In stark contrast to how the main site usually lags and the download server is fine, it now seems that the main site is running fine but the download server is lagging horribly.

Often times takes 15+ seconds for Full View / Download to work.

What's going on?


----------



## BITRATE (Dec 19, 2014)

Been having the same issues recently (for about 2 - 3 days), I assume still no word on what's going on.


----------



## lolox (Dec 20, 2014)

Ever since DDoS attack site has been completely unusable for me. 90% of the time the page load times out. Pictures are not displayed. Posting comments and removing notifications is almost impossible.


----------



## GamerFox (Dec 20, 2014)

Is the DDOS still ongoing?


----------



## Erethzium (Dec 20, 2014)

lolox said:


> Ever since DDoS attack site has been completely unusable for me. 90% of the time the page load times out. Pictures are not displayed. Posting comments and removing notifications is almost impossible.



Site seems to be perfectly usable for me, but trying to fullview/download images takes forever.


----------



## Spottycat (Dec 21, 2014)

Doesn't this have to do with simply disabling Cloudflare's image optimization?    Feature that has been in beta forever and has been reported to not work very well in a lot of situations.  Should be a simple toggle in a dropdown menu.   Not sure what the impact of turning this off would be at this point, but I'd be surprised if that didn't resolve the issue people are having with images not loading up in a timely fashion.


----------



## 2ndVenus (Dec 21, 2014)

NorthWest England

I have been having some serious issues now for about 3 days. The pages load up fine, but all images do not load, just empty grey boxes. This includes pictures, thumbnails and Avatars.
if i keep refreshing the page they eventually ping up and start downloading but it would appear as if either A: The download server is having issues  with the DDoS protection suite or B: There is an ongoing DDoS attempt and this is simply the residual effects or C: Download server having hickups?
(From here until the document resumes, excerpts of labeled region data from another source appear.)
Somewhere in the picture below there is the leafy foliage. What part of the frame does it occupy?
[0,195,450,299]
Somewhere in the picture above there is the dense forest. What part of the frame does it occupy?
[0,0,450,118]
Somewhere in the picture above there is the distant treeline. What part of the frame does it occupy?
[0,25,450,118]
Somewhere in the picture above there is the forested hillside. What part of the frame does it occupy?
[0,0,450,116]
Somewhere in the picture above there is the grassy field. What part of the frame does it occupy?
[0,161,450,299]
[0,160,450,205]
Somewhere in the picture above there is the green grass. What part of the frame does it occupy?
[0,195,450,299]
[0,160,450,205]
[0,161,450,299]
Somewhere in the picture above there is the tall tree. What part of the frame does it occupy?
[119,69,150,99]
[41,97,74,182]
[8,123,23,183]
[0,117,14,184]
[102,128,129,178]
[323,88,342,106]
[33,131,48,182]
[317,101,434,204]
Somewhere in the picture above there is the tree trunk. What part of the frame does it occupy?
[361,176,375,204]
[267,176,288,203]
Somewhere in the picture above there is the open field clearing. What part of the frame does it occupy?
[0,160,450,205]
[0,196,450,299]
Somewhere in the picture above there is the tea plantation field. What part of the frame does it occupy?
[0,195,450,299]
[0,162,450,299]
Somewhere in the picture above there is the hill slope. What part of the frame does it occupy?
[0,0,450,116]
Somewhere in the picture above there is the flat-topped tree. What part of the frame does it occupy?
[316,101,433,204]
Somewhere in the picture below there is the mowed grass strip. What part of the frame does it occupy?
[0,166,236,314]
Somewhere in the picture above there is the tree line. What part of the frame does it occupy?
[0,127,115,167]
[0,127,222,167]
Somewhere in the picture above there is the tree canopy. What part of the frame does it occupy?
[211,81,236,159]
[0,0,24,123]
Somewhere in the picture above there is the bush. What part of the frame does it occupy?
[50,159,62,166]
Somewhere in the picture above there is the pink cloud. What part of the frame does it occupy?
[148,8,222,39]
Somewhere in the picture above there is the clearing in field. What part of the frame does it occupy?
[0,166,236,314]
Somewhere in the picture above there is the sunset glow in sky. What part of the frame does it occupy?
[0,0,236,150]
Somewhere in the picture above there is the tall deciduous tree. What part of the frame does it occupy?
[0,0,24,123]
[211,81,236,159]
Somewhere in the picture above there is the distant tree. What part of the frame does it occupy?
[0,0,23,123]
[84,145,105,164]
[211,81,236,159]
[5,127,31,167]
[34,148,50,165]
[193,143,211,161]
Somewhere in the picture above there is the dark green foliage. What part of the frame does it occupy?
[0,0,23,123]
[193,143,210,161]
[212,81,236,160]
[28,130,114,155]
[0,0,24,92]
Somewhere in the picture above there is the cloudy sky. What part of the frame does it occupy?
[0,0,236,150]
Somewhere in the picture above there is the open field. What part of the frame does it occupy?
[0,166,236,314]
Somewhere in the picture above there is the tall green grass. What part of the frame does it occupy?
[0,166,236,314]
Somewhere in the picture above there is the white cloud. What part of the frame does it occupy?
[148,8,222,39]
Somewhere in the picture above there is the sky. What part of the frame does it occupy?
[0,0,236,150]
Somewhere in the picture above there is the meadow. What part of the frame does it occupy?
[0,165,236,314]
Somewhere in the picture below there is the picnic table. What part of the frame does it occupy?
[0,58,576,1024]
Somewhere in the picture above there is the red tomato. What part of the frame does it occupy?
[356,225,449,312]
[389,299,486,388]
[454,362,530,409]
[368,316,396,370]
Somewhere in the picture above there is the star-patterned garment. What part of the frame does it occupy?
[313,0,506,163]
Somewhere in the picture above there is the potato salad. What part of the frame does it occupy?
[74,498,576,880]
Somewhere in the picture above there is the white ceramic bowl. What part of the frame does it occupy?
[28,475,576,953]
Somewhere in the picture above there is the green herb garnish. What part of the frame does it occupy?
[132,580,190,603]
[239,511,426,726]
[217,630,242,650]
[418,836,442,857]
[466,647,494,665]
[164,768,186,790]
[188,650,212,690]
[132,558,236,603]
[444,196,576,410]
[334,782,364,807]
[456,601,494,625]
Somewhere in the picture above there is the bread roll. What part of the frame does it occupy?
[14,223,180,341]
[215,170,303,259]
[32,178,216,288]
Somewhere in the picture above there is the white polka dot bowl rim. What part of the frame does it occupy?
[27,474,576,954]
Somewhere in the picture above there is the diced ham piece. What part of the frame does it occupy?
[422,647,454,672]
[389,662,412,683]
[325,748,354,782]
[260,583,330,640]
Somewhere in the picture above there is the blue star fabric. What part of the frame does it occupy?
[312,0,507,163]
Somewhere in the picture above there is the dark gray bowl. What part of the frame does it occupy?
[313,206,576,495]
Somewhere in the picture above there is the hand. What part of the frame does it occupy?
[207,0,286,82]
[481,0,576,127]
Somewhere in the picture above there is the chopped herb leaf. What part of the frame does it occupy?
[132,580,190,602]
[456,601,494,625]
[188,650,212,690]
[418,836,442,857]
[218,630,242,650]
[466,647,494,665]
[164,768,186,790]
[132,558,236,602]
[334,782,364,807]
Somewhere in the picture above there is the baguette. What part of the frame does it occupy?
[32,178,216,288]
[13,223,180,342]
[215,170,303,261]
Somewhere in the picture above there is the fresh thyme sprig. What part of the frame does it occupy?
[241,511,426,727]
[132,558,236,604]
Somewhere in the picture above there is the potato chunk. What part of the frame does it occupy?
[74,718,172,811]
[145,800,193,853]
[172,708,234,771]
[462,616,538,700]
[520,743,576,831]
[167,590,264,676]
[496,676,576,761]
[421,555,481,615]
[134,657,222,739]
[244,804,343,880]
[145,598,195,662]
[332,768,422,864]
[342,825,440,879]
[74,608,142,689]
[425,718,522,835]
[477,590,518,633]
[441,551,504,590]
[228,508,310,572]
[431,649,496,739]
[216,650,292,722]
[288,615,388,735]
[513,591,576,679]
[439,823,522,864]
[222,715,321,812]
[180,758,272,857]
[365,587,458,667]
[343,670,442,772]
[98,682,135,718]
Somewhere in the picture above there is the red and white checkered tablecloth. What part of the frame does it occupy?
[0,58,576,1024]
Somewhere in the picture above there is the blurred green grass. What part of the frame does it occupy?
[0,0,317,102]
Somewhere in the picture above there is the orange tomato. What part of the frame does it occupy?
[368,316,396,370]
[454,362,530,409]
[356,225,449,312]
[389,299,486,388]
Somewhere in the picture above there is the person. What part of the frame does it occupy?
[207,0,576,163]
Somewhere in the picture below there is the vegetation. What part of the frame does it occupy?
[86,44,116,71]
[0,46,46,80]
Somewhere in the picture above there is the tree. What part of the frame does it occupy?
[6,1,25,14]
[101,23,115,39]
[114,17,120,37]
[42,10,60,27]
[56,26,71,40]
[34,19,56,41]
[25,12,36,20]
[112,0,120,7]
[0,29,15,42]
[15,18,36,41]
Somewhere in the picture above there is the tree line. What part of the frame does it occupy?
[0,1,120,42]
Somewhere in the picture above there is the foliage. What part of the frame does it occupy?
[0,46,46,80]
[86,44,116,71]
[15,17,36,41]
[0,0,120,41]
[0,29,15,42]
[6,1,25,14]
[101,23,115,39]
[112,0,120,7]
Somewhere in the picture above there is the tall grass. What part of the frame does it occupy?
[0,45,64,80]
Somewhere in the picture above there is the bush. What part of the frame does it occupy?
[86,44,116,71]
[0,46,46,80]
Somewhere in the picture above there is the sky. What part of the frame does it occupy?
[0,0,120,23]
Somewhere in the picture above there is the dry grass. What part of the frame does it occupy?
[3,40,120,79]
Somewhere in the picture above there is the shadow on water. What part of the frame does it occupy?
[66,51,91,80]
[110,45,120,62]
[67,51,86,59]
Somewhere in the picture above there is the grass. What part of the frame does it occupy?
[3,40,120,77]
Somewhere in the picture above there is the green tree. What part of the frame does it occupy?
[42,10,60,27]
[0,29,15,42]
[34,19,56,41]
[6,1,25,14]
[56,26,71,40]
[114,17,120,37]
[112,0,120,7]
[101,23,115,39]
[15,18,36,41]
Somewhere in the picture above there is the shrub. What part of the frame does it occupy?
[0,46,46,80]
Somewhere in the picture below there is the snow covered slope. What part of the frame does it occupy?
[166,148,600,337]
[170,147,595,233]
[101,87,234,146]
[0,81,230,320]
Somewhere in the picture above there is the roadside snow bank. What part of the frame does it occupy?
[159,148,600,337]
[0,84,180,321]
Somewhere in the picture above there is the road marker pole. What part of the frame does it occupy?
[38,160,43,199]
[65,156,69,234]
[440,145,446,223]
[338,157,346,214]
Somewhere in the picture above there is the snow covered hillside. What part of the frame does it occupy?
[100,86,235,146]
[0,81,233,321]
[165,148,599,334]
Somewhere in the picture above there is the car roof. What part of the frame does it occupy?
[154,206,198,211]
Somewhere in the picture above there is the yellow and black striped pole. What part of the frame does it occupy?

A being most likely, C being least likely.


----------



## Ainoko (Dec 21, 2014)

Having the same issues here as well, images taking up to 3 minutes to load at times


----------



## Ryu Deacon (Dec 21, 2014)

well ive had the same issue for the past 3 Days or so but looks like im now done with FA, now cannot see a single submission on FA and i doebt the administration will fix this. I deleted my cookies because i thought that was the issue for the slow load, now nothing will show -_-.

Note that this will mean no new people can join this site  because they wont be able to see anything.


----------



## Taralack (Dec 21, 2014)

The image/content servers are currently down. Admins are aware of it and trying to fix it.


----------



## GamerFox (Dec 21, 2014)

I want a status update.

Or at least take the site read-only, for fucks sake...


----------



## AliothFox (Dec 22, 2014)

Yeah, really.  So much for the transparency.  Giving the site's users a useless Twitter-fied way to make fancy icons appear, but they can't give us a status update when the site is, for all intents and purposes, down for three hours.


----------



## Blitza (Dec 22, 2014)

Fa is really going down fast, and that is the great Update after People spend there Money on the donation drive Neer made ??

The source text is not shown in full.